Wine Institute Applauds FTC Report on Direct Shipping
Jul 3, 2003WASHINGTON, D.C. - Wine Institute applauds the Federal Trade Commission's findings that e-commerce offers consumers lower prices and more choices in the wine market. The report entitled "Possible Anticompetitive Barriers to E-Commerce: Wine" was based on testimony and written comments requested by the FTC last fall on how state regulations and private business practices may have anticompetitive effects on several industries, including the wine industry.

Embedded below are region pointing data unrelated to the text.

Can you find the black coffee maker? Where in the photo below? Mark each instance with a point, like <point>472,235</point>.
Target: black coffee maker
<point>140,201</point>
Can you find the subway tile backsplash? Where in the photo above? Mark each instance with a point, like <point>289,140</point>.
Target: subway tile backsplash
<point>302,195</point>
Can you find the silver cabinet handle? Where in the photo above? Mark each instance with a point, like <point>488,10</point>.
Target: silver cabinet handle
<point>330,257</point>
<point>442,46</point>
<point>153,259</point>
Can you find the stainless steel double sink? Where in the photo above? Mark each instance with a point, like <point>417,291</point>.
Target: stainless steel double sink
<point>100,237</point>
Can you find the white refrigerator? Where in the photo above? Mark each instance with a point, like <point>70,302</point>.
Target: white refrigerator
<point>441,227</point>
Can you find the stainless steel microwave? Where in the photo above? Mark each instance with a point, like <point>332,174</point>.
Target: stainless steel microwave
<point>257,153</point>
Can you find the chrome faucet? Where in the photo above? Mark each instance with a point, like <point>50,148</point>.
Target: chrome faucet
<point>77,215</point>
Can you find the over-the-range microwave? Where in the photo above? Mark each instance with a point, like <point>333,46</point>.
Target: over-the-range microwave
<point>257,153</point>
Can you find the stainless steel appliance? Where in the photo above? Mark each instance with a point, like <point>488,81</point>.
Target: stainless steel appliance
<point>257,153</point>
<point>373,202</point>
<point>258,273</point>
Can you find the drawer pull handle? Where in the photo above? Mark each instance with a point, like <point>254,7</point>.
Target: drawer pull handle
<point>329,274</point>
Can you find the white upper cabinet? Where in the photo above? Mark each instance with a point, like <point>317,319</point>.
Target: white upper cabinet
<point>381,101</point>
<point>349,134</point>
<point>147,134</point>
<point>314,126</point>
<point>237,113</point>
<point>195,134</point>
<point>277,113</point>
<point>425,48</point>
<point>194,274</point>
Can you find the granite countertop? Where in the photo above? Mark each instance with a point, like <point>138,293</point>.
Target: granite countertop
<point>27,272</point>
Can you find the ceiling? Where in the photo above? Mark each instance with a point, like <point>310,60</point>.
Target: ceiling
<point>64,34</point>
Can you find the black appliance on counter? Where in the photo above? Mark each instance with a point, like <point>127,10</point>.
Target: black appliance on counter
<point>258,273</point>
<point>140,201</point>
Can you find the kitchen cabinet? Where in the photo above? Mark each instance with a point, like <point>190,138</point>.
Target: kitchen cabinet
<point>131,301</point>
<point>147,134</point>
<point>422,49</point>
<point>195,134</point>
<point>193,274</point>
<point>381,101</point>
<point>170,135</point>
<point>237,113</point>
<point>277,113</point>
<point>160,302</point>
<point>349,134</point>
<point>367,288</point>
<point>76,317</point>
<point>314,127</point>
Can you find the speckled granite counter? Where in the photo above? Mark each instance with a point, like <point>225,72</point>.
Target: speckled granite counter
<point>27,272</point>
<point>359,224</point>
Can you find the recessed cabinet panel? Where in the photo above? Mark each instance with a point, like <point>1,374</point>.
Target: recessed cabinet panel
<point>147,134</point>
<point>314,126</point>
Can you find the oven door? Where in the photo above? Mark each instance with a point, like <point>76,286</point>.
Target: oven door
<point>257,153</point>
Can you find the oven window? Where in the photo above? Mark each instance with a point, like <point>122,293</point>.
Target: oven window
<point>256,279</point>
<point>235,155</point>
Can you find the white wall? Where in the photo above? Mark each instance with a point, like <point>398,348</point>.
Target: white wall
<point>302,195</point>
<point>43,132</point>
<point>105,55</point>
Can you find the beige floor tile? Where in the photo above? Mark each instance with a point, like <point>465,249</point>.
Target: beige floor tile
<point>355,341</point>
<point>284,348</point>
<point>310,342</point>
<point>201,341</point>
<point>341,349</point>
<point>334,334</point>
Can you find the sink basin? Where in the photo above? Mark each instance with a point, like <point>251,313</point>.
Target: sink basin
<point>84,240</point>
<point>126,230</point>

"With the ever-increasing use of the Internet in U.S. households, Wine Institute believes that direct shipments will help to dramatically increase the number of wine brands available to consumers," Wine Institute President and Chief Executive Officer Bobby Koch said today. Since 1986, Wine Institute has promoted direct shipments as a means of providing consumers with choices, and is pleased that the FTC has recognized that e-commerce will not only improve consumer choice, but allow consumers to save money.
Increasingly, courts are finding that certain state alcohol laws are discriminatory, anti-competitive, and encroach on interstate commerce. "These laws protect the wholesalers and harm consumer choice and hundreds of small wineries that are locked out of the distribution system. Wholesalers have used the bogus underage access argument in order to preserve the discriminatory status quo. We are pleased that the FTC has debunked this false claim once and for all," Koch said.
Wine Institute will continue to work to reform or repeal state laws that are discriminatory and anticompetitive as the public policy advocacy group representing 645 California wineries and affiliated businesses responsible for more than 80 percent of U.S. wine production and 93 percent of exports.